Whether someone is male or not has little to do with the law at hand, and you further have some strong assumptions about some cat who hasn't even entered the state for 8 years, as far as I know. Is Hill's identification the same? Are you guys pen pals or something? Cuz I don't know enough to answer any questions regarding his internal.or even external workings today. Could have died years ago, for all I know.
Yes. And Hill is a member of the group to whom the law is addressed.
Which one? Are you sure? To the point: would it even matter, if we cant discriminate at all? 'At all' means in any direction, including cis folk entering the opposite sex room.

I'm asking because you seem to be arguing both ways, both having discrimination and not having it. Could you at least clarify the side of your mouth you are arguing from?

Not in New Jersey, not anymore.
 
Yes, the law has intent towards Hill because Hill is a member of a group. I never claimed that it had singled Hill out individually. That would be a stupid interpretation of what I wrote.
Whether someone is male or not has little to do with the law at hand
Quite so. That's rather my point. Because sex is irrelevant, bathrooms in New Jersey are de jure unisex.
I'm asking because you seem to be arguing both ways, both having discrimination and not having it. Could you at least clarify the side of your mouth you are arguing from?
I don't know why you're confused about this, it's pretty simple. The current status of the law in New Jersey is that you cannot discriminate on the basis of sex. That is how things are, it is NOT how I want them to be. I want to be able to discriminate on the basis of sex. That is how things should be, not how they currently are in New Jersey. I'm not trying to have it both ways, I'm pointing out that how things are doesn't match how they should (and could) be.
 
Yes, the law has intent towards Hill because Hill is a member of a group. I never claimed that it had singled Hill out individually. That would be a stupid interpretation of what I wrote.
You yet again snipped out the relevant part. Why bring up Hill specifically when we don't know anything about them in the here and now?
Quite so. That's rather my point. Because sex is irrelevant, bathrooms in New Jersey are de jure unisex.
Bathrooms in places of public accommodation are in fact required to be specifically labeled, and seperate sexed facilities are required by all employers who have multi stall restrooms.
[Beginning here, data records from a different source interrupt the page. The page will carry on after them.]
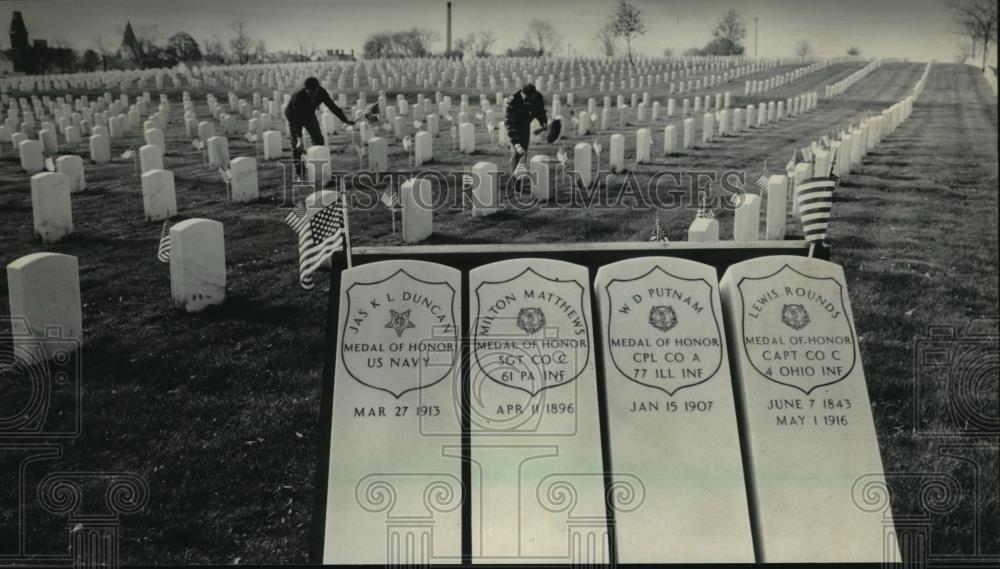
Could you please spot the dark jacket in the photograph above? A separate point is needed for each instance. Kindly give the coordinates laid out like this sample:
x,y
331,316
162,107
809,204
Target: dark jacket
x,y
302,109
518,115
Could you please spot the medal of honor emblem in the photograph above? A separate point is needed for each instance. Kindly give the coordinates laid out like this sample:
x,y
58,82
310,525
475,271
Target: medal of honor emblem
x,y
399,333
801,319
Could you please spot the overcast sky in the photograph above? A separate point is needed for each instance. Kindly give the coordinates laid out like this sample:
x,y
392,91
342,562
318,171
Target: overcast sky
x,y
915,29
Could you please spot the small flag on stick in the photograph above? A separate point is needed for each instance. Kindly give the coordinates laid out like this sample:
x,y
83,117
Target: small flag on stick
x,y
561,155
390,199
815,200
658,234
320,236
163,251
762,183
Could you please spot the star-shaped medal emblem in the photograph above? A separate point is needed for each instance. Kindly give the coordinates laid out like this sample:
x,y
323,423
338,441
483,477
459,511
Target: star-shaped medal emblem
x,y
399,321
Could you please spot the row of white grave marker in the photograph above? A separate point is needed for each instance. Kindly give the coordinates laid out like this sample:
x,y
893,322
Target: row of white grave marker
x,y
705,435
417,72
44,288
844,84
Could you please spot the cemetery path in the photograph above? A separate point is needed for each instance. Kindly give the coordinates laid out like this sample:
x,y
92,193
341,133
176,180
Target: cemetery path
x,y
916,232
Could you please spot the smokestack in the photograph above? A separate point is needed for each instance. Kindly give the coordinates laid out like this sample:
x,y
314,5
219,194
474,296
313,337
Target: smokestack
x,y
448,35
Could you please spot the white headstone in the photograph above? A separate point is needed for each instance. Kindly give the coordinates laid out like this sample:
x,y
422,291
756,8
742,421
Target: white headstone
x,y
582,153
71,166
746,219
485,194
703,230
674,443
155,136
272,145
319,167
51,207
670,139
218,152
416,200
539,177
150,158
159,200
777,207
44,291
394,386
197,264
244,181
617,153
378,154
535,436
423,148
643,145
32,158
100,149
806,419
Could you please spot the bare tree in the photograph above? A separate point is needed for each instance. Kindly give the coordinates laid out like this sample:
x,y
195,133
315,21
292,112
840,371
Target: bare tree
x,y
978,20
541,37
605,37
730,33
104,50
626,22
241,45
464,45
215,50
483,42
804,49
378,45
149,38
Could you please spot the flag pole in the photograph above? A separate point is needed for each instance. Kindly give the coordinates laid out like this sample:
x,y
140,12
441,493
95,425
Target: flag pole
x,y
347,222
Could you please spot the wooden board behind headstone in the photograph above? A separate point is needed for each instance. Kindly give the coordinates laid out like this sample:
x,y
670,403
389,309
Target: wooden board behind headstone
x,y
678,490
808,432
394,488
537,492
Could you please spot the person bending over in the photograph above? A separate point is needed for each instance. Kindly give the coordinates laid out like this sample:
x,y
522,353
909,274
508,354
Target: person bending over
x,y
301,114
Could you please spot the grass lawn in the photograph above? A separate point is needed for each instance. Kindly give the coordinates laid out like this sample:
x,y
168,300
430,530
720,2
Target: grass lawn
x,y
218,411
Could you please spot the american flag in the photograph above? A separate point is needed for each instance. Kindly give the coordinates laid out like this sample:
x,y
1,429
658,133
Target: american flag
x,y
806,153
762,182
658,234
815,200
390,199
320,236
163,251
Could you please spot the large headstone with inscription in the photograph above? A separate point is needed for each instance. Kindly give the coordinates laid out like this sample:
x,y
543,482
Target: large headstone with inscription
x,y
806,419
394,487
538,490
678,490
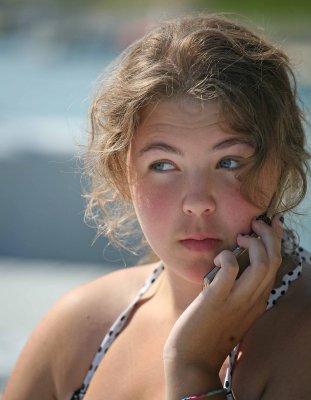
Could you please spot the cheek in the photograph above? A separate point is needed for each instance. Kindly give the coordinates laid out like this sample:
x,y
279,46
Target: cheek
x,y
239,212
154,205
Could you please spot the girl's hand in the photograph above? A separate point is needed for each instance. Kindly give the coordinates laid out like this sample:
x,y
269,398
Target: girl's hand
x,y
219,317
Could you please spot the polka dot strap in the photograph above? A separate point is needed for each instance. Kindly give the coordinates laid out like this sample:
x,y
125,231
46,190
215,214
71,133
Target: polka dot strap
x,y
290,247
113,333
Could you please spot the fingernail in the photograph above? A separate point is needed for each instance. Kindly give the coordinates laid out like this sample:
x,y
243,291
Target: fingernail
x,y
281,220
264,218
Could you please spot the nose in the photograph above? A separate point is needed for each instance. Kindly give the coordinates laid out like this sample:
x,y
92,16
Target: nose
x,y
199,200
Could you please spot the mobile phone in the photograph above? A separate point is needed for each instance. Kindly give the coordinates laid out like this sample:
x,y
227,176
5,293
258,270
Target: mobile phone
x,y
241,255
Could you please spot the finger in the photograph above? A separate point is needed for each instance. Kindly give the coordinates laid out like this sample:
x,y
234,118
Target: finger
x,y
226,276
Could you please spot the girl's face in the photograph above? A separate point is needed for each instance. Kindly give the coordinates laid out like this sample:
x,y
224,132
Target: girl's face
x,y
182,173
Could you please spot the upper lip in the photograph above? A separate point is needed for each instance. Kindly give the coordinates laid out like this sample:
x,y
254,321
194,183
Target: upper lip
x,y
199,236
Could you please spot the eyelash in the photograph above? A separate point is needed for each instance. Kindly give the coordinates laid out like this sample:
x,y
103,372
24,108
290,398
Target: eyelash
x,y
229,159
154,165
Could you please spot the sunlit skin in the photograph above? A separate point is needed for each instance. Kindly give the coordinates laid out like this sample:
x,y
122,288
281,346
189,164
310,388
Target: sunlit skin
x,y
183,171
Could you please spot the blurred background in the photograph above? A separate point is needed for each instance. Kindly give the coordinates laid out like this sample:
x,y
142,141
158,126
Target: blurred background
x,y
51,52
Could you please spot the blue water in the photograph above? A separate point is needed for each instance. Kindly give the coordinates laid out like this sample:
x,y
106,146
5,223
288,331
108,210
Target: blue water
x,y
43,105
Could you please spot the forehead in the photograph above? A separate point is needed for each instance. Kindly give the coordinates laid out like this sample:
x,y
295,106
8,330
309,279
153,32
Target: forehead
x,y
180,111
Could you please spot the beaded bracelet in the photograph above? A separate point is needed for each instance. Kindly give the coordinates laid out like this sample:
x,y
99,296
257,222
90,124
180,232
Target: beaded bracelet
x,y
204,396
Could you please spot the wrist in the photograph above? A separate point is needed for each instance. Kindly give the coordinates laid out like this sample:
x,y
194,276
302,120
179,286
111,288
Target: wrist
x,y
187,379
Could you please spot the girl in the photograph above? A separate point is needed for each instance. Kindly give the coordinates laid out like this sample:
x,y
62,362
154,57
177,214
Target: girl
x,y
197,131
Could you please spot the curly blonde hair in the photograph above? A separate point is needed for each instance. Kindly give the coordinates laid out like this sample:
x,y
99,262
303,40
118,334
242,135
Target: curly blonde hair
x,y
205,58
They are both de jure and de facto segregated, unless signage is placed indicating a gender neutral facility.
I don't know why you're confused about this, it's pretty simple.
"You are confused".
The current status of the law in New Jersey is that you cannot discriminate on the basis of sex. That is how things are, it is NOT how I want them to be. I want to be able to discriminate on the basis of sex. That is how things should be, not how they currently are in New Jersey. I'm not trying to have it both ways, I'm pointing out that how things are doesn't match how they should (and could) be.
Ok. Say we go all Ziggaraut and sex segregated this afternoon (we already are but let's humor you). How would that stop your pen pal Misty Hill from asserting gender discrimination if denied access to the ladies loo?

The problem is, and remains, lack of definitional clarity on the reach of gender affirmation. We don't need sex segregation; we have it. Gender can waltz right by it. Yet I get a lot of push back over this.